Joe Don Baker had a large stick in “Walking Tall”, the 1973 film based on the life of the sheriff of Tennessee Buford Pusser.
(Los Angeles Times)
As he moved between television and cinema, Baker was ahead of the curve by declaring dead Hollywood creativity.
“In Hollywood, they hunted all the right writers,” he told Times in 1986, while promoting the BBC mini-series “Edge of Darkness” and strongly favored foreign work on servants. “You never meet the writer when you make a TV movie in America – they are too ashamed of presenting themselves and seeing how their work was mutilated by a committee.
“I hate the idea of running out on another TV movie in America,” he continued. “All they care here is to know if you remember the words. In England, they take the time to do everything. I was there six months to do six hours. It’s a little more than twice as long as it would take America.”
In the United States, Baker said: “As the networks care about who they are going to check, they find themselves without anything.”
He said it was difficult to interest American studios in something different. “They want huge budgets, which are easier to fly. Studios do not seem to disturb losing hundreds of millions – they can note everything. The rest of us can either pay to see their films ugly or be taxed to cover their radiation.”
But “Walking Tall”, the film that made it, was based on the true history of a sheriff of Tennessee whose life was transformed by criminals. During his six years in power, Real Pusser, known for having wore a large Caryer stick he used as a weapon, fought a gang of bootleggers and men who operated along the state line of the Mississippi-Tennessee. He was shot down and stabbed several times and killed an owner of the thief motel who set him an ambush. Then, in 1967, he was rolled in his car by criminals who pulled him and killed his wife, Pauline. Pusser has become a known figure on a national scale thanks to the coverage of network news.
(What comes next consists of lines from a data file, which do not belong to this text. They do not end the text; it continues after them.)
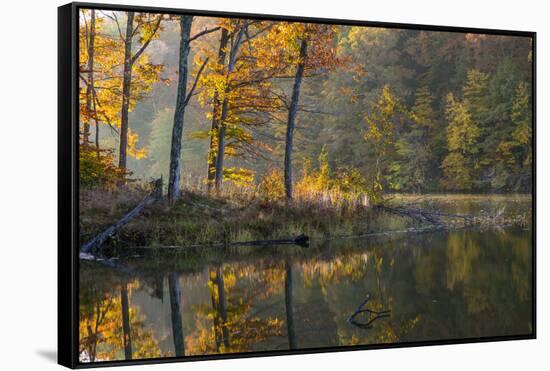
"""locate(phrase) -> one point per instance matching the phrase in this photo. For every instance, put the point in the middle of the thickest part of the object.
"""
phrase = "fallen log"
(98, 240)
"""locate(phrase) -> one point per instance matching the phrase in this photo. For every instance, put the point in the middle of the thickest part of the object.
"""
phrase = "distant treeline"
(217, 100)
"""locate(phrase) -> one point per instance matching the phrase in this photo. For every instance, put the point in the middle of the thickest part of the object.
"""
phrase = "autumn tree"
(301, 50)
(182, 100)
(143, 28)
(237, 87)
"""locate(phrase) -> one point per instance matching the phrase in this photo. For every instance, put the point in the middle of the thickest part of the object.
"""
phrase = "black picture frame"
(68, 185)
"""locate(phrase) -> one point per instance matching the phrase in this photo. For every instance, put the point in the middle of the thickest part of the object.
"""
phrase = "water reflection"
(436, 286)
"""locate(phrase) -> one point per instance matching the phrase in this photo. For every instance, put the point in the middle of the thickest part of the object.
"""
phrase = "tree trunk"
(223, 308)
(291, 121)
(215, 311)
(175, 309)
(291, 333)
(177, 130)
(90, 85)
(211, 175)
(127, 340)
(126, 81)
(97, 139)
(225, 104)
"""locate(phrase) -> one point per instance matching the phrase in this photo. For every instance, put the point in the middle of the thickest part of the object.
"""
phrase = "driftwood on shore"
(98, 240)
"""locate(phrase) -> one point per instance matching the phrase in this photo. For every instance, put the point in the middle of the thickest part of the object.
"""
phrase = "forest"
(261, 128)
(259, 185)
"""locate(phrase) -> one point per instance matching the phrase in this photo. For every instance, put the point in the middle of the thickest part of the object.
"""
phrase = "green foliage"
(462, 140)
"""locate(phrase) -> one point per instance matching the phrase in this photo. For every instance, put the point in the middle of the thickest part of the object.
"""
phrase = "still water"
(434, 286)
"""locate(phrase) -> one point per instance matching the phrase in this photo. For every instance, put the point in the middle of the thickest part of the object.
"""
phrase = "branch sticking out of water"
(363, 309)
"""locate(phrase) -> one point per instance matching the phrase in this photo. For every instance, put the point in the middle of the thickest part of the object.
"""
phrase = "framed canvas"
(237, 185)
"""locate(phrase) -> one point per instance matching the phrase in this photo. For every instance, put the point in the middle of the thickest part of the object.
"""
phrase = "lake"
(443, 285)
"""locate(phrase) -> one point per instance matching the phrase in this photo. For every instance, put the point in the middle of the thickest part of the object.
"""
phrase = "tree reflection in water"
(437, 286)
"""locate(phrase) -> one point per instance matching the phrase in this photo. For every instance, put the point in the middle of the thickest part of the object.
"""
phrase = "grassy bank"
(198, 219)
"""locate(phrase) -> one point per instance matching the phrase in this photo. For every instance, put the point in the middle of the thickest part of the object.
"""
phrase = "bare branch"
(204, 32)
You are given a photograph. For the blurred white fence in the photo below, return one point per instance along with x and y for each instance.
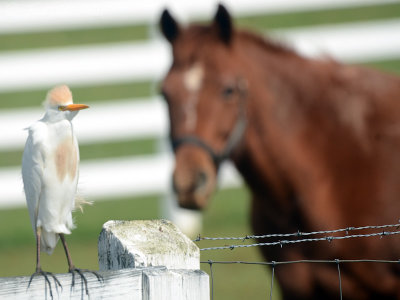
(148, 60)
Even if the film took the usual Hollywood liberties with the life of Pusser, the film played as a pure piece of American neo-realism: the public saw a strong family who did not get involved politically only after being deceived in a local casino, beaten and left for death. Sheriff elected, he became motivated, fighting the local criminal union, corrupt judges and state officials. The film has thrilled an emotional wallop.
It is not an instant success, however, when it was released for the first time in urban theaters and sold as a good old drama in the south and of southern.
“The first advertisements brought me out of a marsh with a mud that took me out and I had this little stick in hand,” said Baker at Times in 2004, when a “Walking Tall” remake “considerably redesigned with Dwayne Johnson was going out. “They were only terrible advertisements.” But the disproportionate success in Asian markets has led to a new marketing campaign that has transformed the film into an American success.
“I very rarely have good pieces that offered me now,” he said in 2004. “I had better pieces before becoming a so-called star of” Walking Tall “.”
In a chronicle of humor 2000, the former Times chronicler Chris Erskine called Baker “one of the best bad players of all time”.
Good games or not, he won a Robert Altman prize at the films independent Spirit Awards in 2014 for his work in the film Matthew McConaughey “Mud” 2012, where he played the father of a murdered man. It would be his last job before his retirement.
Baker married for 11 years at Maria Dolores Rivero-Torres; Both had no children. A voracious reader and in love with cats and nature, the life member of the actors’ studio “is cried by a small but very close circle of friends who will miss eternally,” said his family.
A funeral service will take place on Tuesday morning at the McKinley Absolute Mckinley mortuary at Mission Hills.
Independent writer Lewis Beale has contributed to this report.